Can kernels in one stream signal availability of data to kernels in a different stream without using events

I program in C++ using CUDA 12.2 and Windows.

I know that the programming guide says, “…inter-kernel communication is undefined…”,
but I also know that kernels communicate data to other kernels through global memory all the time, with proper synchronization.

I have been puzzling over this:

Buffer is a large array in global memory.
Flag is an integer in global memory, initially 0.
kn are kernels.

In stream 1: k1[writes to Buffer] k2[sets Flag]
In stream 2: k3[sees set Flag, so it tail-launches k4] k4[reads from Buffer]

k1 does not use any thread fence or atomic operations.
k2 uses an atomic operation to set Flag.
k3 uses volatile reads to read or poll Flag.
k4 reads are not volatile or atomic reads.
The grids for k1 and k4 may have many blocks.
The grids for k2 and k3 have one block.
The host may launch k3 periodically, and k3 may simply exit if it does not see Flag set.
The host never launches k4.

I am interested in whether k4, if it is launched, will read only valid data from Buffer.
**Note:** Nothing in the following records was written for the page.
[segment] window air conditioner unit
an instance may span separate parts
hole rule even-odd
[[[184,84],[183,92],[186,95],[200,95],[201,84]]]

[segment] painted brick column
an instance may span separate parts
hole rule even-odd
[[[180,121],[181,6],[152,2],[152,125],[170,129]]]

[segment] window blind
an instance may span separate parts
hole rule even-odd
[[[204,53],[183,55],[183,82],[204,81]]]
I.e., does CUDA guarantee that k4 reads the data written by k1 in the following sequence:
k1 writes a batch of data to Buffer
k1 ends
k2 starts
k2 sets Flag to 1
k3 observes that Flag is 1, so it tail-launches k4
k3 ends
k4 starts
k4 reads the batch of data from Buffer

This seems like a useful pattern, but I cannot find anything in the Programming Guide that suggests it may be used reliably.

I saw the following, but I lack the mathematical mind necessary to apply it:
memory consistency model

I wrote a program that implements the above sequence. It tests the sequence endlessly,
using tail launches seeded with a single host launch into each stream. Buffer is managed like a
FIFO, with code included to prevent overflow by k1/k2.
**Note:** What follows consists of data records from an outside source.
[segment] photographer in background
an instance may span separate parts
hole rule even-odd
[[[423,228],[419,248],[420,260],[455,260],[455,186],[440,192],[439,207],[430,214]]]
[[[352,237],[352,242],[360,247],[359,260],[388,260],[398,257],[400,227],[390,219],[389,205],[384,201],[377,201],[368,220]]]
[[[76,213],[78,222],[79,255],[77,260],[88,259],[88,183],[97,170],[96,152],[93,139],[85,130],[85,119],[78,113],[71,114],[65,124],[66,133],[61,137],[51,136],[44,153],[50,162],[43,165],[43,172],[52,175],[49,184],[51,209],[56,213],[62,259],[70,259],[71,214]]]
The program runs on my GTX 1070 Ti without detecting any errors (except when I deliberately have k1 introduce them). This is just FYI. I realize that this success may be limited to my hardware and the program I wrote.

1 Like

It is a commonly-used paradigm that a kernel is launched, and writes data to a global buffer, and then exits. Later, another kernel is launched and reads the data from that buffer.

I’m not aware of any hazards in that pattern.

Thanks for replying.

“I’m not aware of any hazards in that pattern.”
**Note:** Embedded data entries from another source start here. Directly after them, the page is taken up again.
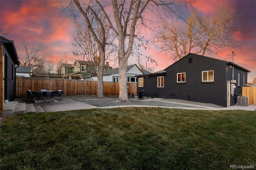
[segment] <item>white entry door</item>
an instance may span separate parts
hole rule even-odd
[[[230,106],[230,81],[227,81],[227,107]]]

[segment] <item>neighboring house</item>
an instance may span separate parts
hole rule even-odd
[[[31,77],[31,67],[30,66],[19,66],[16,68],[16,76],[29,77]]]
[[[144,70],[144,74],[150,74],[151,73]],[[127,66],[127,82],[132,83],[138,82],[138,75],[143,75],[142,71],[136,64]],[[89,78],[87,78],[88,79]],[[92,76],[90,77],[92,80],[97,81],[96,76]],[[119,79],[119,68],[110,69],[103,75],[103,81],[110,81],[118,82]]]
[[[94,61],[76,60],[73,64],[62,63],[62,79],[80,79],[82,77],[96,75],[98,67]],[[108,70],[108,62],[106,62],[104,69],[105,73]]]
[[[15,97],[16,68],[20,65],[16,48],[13,41],[0,36],[0,45],[3,46],[4,99],[13,101]],[[1,56],[2,57],[2,56]],[[2,73],[1,73],[1,74]],[[0,80],[3,81],[3,80]],[[2,84],[2,83],[1,83]],[[2,97],[1,94],[1,97]]]
[[[138,91],[223,107],[236,103],[250,72],[231,62],[191,53],[164,70],[138,76]]]
[[[36,73],[33,73],[33,77],[37,77],[61,79],[62,75],[63,75],[63,74],[57,73],[41,73],[40,74],[38,74]]]

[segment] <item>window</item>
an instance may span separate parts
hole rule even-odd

Ok. I may be overthinking the issue.

I was worried that k4 might see stale data from L1 rather than the data written by k1, just as k3 might see stale data were it to read Buffer.

Every kernel exit updates L2?
Every kernel start gives the kernel a fresh look at L2?

?

L2 is a device wide proxy for the device portion of the global space. I’m not aware of any device code activity that touches device global space that doesn’t go through the L2.

The general topic of communication/visibility of data between various concurrent activities in CUDA is a complex and involved topic, so I am intentionally steering towards simple statements that are easier for me to support, as opposed to a wide ranging tutorial. If you search on common keywords such as “volatile” you will find many such discussions here on this sub-forum.

I cannot think of issues with “stale” cache content in a system with an MMU where the caches are coherent with global memory. In other words, back to back kernel launches on a GPU work no differently in regards to this aspect than context switches on the CPU of the host system: explicit cache invalidation is not needed.

The situation is different for incoherent caches, such as the texture caches in older GPUs (not sure how that works in recent hardware). Those had to be invalidated as part of a kernel launch, and the CUDA runtime took care of that.

2 Likes

?

I was unclear. I meant, in rough words:

  • When each kernel ends, any L1 the kernel wrote to is flushed to L2?
  • As part of each kernel start, the L1 it will use is invalidated, so the initial read of a global location goes all the way to L2 (and beyond, if necessary)?

I realize this might happen on a per-block rather than a per-kernel basis.

The L1 is typically described as a “write-through” cache, not a “write-back” cache. There is nothing to flush. We can do a simple thought experiment: If this were not the case, then even a simple cudaMemcpy after a kernel finishes could get “stale” data.

Rather than approaching it from this perspective, my expectation is that when a kernel starts, and reads data from the global space, it will get a proper view of the global space.

Thanks, I did not know that.

This topic was automatically closed 14 days after the last reply. New replies are no longer allowed.